Personally, I am not the biggest fan of short stories because the quality is often all over the place. Some are great and some not so much, and I feel Poe is much the same. He wrote many of his stories with these random asides at the beginning that felt less a part of the story and more like he was philosophizing about anything. But once you get past these random asides, usually about a page or two in length, the story kicks in and is often enjoyable. His well known stories, like "The Tell-Tale Heart" and "The Pit and the Pendulum" are truly masterpieces and noticeably enjoyable amongst his other works. There is a reason they are picked out among his ample catalogue. But there are others I would recommend as well including the afore mentioned "The Narrative of Arthur Gordon Pym", "The Premature Burial", "The Gold-Bug", and one that is especially important in literary history, "The Murders in the Rue Morgue". As I was reading "The Murders in the Rue Morgue" I was convinced Poe just ripped of Doyle's Sherlock Holmes character. But as I thought about it, the timing didn't seem right and I looked it up and sure enough, one of Doyle's influences was Poe. "The Murders in the Rue Morgue" is essentially the original detective fiction.
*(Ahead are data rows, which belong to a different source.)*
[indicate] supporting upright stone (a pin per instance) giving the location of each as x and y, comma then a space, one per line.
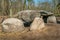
51, 19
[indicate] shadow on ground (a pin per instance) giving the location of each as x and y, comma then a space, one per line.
50, 32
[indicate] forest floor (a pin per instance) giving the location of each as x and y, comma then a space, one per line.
50, 32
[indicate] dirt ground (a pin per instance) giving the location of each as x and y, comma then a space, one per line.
50, 32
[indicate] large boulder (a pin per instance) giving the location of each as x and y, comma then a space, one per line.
28, 16
37, 24
51, 19
13, 25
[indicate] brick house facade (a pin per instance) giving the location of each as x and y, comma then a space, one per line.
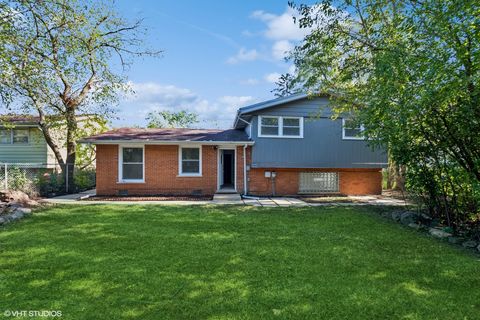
275, 148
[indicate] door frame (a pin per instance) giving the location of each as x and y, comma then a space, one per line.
220, 166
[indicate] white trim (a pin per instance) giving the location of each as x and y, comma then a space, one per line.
180, 173
176, 142
280, 127
120, 164
344, 137
219, 167
12, 130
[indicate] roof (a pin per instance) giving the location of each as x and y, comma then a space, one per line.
168, 135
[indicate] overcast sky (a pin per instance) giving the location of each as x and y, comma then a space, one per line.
218, 56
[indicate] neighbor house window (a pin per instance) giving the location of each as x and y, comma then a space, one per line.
286, 127
132, 164
14, 136
20, 136
269, 126
351, 130
5, 136
190, 161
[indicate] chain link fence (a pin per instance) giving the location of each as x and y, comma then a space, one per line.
45, 179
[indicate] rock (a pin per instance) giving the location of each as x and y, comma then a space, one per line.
396, 215
415, 226
455, 240
24, 211
408, 217
439, 233
469, 244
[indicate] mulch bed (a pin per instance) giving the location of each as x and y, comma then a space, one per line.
149, 198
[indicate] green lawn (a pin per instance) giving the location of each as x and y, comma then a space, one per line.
162, 262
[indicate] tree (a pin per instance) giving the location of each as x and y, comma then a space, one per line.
57, 57
409, 72
168, 119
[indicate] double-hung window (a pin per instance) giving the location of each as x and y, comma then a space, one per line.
352, 130
132, 164
280, 127
190, 161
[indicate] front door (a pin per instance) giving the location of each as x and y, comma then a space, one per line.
227, 169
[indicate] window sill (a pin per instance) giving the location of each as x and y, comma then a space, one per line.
189, 176
130, 181
287, 137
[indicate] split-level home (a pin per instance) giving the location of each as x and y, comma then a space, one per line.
285, 146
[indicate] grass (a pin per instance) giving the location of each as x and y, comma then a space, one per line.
164, 262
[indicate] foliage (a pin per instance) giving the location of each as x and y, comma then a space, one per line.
230, 262
17, 179
409, 72
57, 59
169, 119
84, 179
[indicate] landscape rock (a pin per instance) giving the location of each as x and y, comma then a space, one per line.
415, 226
439, 233
396, 215
408, 217
23, 211
469, 244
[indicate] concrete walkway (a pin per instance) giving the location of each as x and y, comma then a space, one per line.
229, 200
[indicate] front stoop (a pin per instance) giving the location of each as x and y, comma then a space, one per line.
227, 198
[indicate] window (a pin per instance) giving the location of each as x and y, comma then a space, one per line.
20, 136
282, 127
269, 126
351, 130
131, 164
190, 163
5, 136
291, 127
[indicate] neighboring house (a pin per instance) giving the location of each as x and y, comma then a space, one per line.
285, 146
22, 143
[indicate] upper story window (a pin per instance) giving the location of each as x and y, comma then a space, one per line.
14, 136
190, 161
351, 130
131, 164
280, 127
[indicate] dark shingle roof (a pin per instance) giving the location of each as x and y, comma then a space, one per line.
137, 134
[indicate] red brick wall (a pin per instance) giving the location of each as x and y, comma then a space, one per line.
161, 172
352, 181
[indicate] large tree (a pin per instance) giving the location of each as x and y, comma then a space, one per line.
409, 71
62, 58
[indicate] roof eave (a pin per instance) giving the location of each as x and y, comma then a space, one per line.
162, 142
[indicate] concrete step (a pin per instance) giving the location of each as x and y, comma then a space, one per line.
226, 197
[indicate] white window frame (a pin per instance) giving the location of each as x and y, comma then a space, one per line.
345, 137
280, 127
11, 137
180, 151
120, 164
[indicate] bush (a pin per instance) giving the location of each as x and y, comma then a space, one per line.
84, 179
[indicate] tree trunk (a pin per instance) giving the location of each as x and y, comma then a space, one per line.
71, 150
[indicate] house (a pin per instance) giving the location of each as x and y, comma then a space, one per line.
22, 143
284, 146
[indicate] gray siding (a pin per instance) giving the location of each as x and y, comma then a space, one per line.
321, 147
34, 152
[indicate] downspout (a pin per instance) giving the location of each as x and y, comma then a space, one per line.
245, 189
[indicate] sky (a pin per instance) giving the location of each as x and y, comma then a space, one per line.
217, 56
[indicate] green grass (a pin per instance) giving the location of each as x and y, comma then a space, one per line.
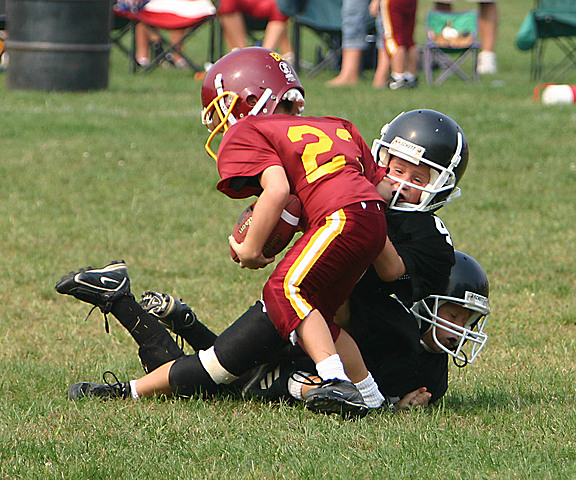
91, 177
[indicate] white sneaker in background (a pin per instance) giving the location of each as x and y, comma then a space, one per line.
487, 63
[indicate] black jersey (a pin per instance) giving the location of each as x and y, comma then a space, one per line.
386, 332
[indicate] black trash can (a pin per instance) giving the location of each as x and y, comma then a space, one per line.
58, 44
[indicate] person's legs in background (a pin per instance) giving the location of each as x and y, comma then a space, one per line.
488, 26
382, 71
354, 23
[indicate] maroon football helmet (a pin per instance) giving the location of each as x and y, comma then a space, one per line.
248, 81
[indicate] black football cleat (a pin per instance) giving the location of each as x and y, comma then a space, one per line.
99, 287
336, 396
174, 314
100, 390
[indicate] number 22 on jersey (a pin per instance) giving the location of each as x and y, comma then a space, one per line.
323, 144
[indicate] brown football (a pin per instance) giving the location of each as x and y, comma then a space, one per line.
280, 236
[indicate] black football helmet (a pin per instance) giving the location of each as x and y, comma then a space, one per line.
467, 286
432, 138
247, 81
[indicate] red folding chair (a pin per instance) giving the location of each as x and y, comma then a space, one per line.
161, 15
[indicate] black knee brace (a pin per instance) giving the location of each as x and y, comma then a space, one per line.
250, 341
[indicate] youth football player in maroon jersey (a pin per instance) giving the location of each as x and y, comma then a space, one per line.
326, 163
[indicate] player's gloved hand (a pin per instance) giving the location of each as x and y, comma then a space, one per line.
249, 258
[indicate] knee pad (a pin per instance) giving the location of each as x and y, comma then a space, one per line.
188, 377
158, 352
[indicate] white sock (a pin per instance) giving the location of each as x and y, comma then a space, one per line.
295, 387
133, 390
330, 368
370, 393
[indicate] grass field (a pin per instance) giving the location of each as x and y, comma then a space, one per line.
122, 173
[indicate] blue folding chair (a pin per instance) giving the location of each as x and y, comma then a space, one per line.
451, 38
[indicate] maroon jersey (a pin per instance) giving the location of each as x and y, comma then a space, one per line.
328, 164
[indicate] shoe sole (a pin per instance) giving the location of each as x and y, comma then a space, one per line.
329, 405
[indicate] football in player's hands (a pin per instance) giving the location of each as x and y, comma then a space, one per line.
280, 236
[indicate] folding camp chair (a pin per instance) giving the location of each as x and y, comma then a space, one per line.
255, 30
324, 18
555, 21
165, 15
451, 38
Poe then followed it up with two sequel short stories, "The Mystery of Marie RogĂȘt" and "The Purloined Letter". And although these aren't the sitting on the edge of your seat thrillers that we know of today in many detective stories, they are still enjoyable for what they are and a fun mystery to work through. Overall, I would say that the majority of Poe's work is excessively difficult to wade through and I wouldn't recommend most people to attempt it, however many of his works do stand out as simply outstanding and those are the ones everyone should cherry pick to read.